Yesterday, after looking for a solution to a common problem I experience everyday, namely having many shells scattered throughout many tmux sessions, I stumbled upon this question:
How to merge 4 windows in to 4 evenly spaced panes?
The topic of this question indicates, that it's about tmux sessions. As for a definition of a session in this context, the tmux man page states clearly:
A session is a single collection of pseudo terminals under the management of tmux.
Each session has one or more windows linked to it.
A window occupies the entire screen and may be split into rectangular panes, each of which is a separate pseudo terminal.
Tmux session is an object that resides on a tmux server, and aggregates windows and panes.
From the question contents and it's accepted answer however, it seems that the author is asking about merging tmux windows, not sessions.
The tmux join-pane
command, that the author said he tried to accomplish his task with, has nothing to do with tmux session merging.
The accepted answer to that question gives a simple method of layouting panes throughout the window, which, again, has nothing to do with tmux session merging.
This question is the first link that pops up in Google when researching the above problem.
Whereas the fourth (third on mine, results may vary) link is a link to an issue on GitHub's repository of tmuxomatic, which proposes a feature intended to solve exactly the problem I have to cope with everyday: merge multiple tmux sessions into one.

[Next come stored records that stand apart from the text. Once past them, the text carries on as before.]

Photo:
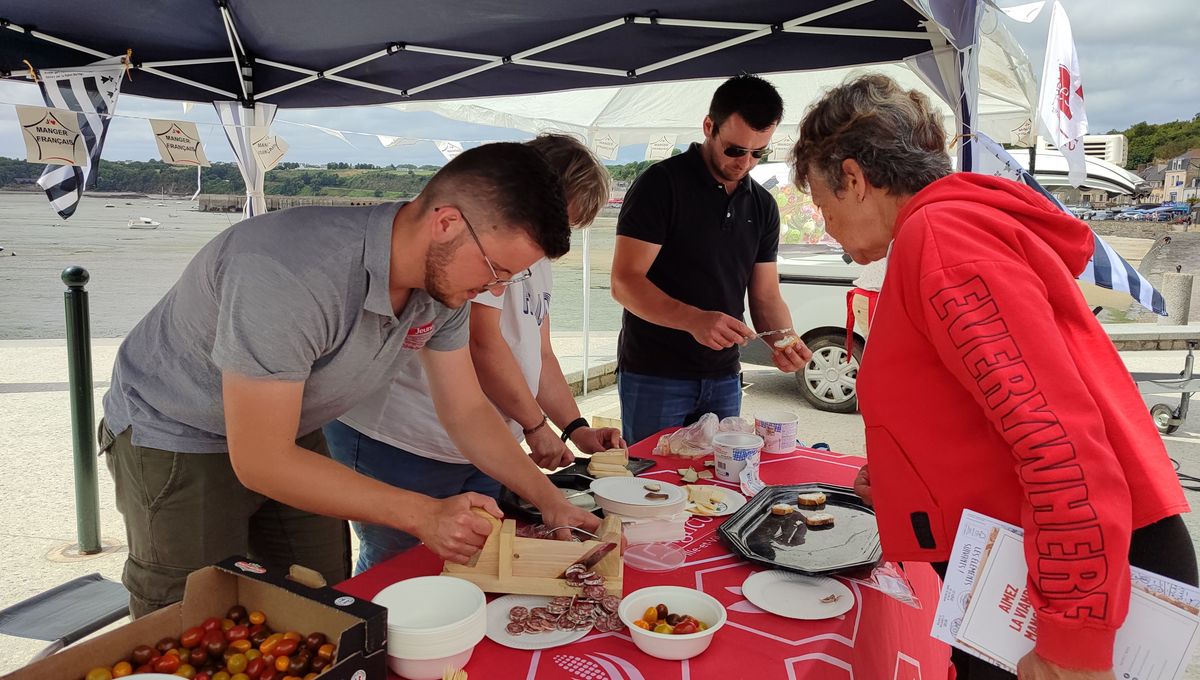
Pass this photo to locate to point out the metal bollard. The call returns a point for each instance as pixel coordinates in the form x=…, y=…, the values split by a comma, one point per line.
x=83, y=426
x=1177, y=295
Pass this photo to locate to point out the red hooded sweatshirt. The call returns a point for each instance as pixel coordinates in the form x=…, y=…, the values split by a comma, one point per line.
x=988, y=384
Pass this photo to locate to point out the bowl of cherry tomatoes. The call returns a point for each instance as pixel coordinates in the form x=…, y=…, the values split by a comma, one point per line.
x=670, y=621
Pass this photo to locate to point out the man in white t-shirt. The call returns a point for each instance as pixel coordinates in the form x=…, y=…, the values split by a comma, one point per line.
x=396, y=437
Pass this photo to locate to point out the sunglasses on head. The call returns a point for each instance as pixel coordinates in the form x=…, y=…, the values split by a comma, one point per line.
x=739, y=151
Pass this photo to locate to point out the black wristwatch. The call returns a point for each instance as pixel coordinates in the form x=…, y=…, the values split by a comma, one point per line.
x=573, y=426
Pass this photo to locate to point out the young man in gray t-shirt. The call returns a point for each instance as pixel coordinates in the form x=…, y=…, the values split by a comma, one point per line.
x=280, y=325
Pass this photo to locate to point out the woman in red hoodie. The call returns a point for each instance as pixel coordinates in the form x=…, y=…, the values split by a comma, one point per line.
x=988, y=383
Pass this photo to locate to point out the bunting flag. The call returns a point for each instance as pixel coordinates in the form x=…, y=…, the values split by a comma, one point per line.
x=1061, y=101
x=247, y=130
x=1105, y=269
x=90, y=91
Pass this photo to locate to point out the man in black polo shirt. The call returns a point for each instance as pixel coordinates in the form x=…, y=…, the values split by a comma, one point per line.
x=695, y=236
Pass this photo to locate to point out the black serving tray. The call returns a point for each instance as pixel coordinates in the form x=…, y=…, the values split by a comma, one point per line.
x=785, y=542
x=516, y=506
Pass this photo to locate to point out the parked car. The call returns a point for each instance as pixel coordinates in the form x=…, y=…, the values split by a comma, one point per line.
x=814, y=280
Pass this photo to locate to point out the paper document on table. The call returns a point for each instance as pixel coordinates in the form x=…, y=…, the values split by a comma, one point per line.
x=996, y=621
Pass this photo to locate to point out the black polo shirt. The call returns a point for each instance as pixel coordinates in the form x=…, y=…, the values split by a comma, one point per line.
x=711, y=242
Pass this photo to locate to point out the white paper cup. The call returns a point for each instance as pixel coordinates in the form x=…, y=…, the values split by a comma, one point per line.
x=777, y=429
x=733, y=451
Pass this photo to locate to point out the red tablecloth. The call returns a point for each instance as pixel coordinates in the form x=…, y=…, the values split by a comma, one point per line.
x=879, y=639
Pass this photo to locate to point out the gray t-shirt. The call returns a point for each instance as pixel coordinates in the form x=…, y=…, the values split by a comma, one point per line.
x=299, y=294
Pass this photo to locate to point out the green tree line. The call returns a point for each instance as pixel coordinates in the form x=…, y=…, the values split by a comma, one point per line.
x=1159, y=142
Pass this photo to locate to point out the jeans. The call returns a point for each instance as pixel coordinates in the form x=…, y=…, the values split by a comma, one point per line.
x=649, y=403
x=405, y=470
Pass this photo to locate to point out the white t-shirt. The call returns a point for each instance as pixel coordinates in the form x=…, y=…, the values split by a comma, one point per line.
x=403, y=416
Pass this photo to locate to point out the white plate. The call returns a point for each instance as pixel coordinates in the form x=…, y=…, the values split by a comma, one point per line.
x=498, y=620
x=631, y=491
x=797, y=596
x=731, y=503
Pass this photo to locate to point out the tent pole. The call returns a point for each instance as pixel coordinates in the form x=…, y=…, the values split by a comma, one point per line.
x=587, y=305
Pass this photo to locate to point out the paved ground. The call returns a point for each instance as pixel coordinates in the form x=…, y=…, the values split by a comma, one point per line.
x=36, y=493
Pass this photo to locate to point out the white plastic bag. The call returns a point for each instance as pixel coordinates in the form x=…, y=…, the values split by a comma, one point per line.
x=691, y=441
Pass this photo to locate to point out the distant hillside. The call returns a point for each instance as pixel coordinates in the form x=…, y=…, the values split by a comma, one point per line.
x=288, y=179
x=1163, y=140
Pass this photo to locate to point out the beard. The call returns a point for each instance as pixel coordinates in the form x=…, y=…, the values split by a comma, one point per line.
x=436, y=283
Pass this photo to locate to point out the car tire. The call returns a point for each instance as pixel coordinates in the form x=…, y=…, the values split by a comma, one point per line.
x=827, y=381
x=1163, y=415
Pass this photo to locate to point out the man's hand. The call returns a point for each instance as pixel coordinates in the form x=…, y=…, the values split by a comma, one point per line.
x=1033, y=667
x=547, y=450
x=717, y=330
x=595, y=439
x=453, y=531
x=792, y=357
x=863, y=486
x=563, y=513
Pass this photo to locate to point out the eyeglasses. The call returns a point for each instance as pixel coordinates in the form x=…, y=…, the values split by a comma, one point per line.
x=739, y=151
x=496, y=278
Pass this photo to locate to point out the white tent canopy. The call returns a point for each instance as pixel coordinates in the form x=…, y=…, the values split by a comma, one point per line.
x=641, y=114
x=1050, y=170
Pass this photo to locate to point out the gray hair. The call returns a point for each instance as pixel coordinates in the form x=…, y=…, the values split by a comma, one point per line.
x=893, y=133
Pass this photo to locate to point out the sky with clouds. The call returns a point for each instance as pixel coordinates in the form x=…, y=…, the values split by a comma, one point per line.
x=1139, y=62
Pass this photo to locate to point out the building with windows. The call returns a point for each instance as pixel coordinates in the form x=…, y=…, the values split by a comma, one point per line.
x=1111, y=148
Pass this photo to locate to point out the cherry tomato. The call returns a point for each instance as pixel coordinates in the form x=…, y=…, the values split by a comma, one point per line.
x=215, y=643
x=191, y=637
x=315, y=641
x=166, y=663
x=238, y=632
x=268, y=645
x=143, y=654
x=237, y=663
x=685, y=627
x=286, y=648
x=198, y=656
x=255, y=667
x=299, y=665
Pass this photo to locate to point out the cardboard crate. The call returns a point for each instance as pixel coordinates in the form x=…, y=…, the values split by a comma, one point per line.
x=359, y=626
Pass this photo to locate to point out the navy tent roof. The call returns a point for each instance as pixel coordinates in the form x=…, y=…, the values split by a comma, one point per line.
x=365, y=52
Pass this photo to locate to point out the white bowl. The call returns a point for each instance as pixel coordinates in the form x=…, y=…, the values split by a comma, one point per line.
x=701, y=606
x=433, y=617
x=427, y=668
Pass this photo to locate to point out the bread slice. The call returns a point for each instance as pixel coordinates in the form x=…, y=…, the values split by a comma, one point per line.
x=611, y=457
x=607, y=470
x=814, y=499
x=819, y=519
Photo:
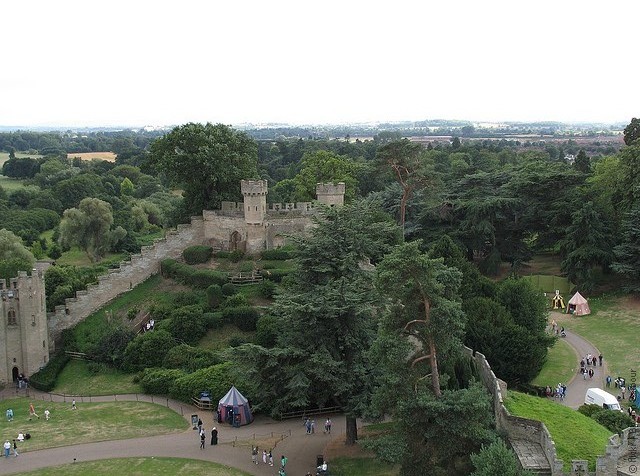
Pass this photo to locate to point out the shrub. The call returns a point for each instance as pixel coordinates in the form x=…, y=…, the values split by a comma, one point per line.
x=213, y=320
x=237, y=300
x=267, y=331
x=197, y=254
x=190, y=359
x=267, y=288
x=244, y=318
x=214, y=296
x=216, y=379
x=276, y=275
x=158, y=381
x=45, y=378
x=236, y=256
x=229, y=289
x=277, y=254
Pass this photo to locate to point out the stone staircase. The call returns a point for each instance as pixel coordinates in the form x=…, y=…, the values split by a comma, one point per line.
x=531, y=457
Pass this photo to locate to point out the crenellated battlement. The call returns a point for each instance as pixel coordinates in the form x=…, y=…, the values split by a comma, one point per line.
x=253, y=187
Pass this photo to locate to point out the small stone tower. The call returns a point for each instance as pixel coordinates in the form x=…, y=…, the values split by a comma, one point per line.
x=255, y=200
x=330, y=194
x=24, y=336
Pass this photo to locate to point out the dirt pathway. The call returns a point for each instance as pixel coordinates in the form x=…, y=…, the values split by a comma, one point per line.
x=577, y=386
x=234, y=448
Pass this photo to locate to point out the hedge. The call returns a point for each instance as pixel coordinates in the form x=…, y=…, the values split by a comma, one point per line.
x=185, y=274
x=216, y=379
x=277, y=254
x=45, y=378
x=197, y=254
x=158, y=381
x=244, y=318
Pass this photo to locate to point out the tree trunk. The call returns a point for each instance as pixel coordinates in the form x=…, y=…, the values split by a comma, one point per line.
x=352, y=431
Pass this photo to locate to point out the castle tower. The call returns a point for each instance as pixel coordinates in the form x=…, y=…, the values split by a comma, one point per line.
x=24, y=336
x=330, y=194
x=255, y=200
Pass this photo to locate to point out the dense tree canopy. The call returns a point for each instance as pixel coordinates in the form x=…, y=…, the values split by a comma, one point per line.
x=208, y=161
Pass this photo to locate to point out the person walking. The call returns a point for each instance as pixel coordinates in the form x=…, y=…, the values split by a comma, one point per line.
x=32, y=412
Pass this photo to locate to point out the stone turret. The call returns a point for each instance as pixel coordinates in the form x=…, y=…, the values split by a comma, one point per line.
x=330, y=194
x=255, y=200
x=23, y=332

Frustrated by the turnout of events, I posted an edit to this question, that changed the topic of the question, and improved it here-and-there.
I made a clear comment in that edit, that the original poster confuses a concept of session with a concept of window.
This edit however, was for some reason rejected, on a basis of "deviating from original poster's intent". Which leads me to believe, that the people who reviewed the edit have never actually used tmux, and are also confusing the two concepts.
Who is in the right? Am I missing something? How can I resolve this issue in the future, namely how to prove such edit's correctness, in a face of the complicated nature of information that it could contain?
tmux
a developer tool? I don't see any code, just command lines.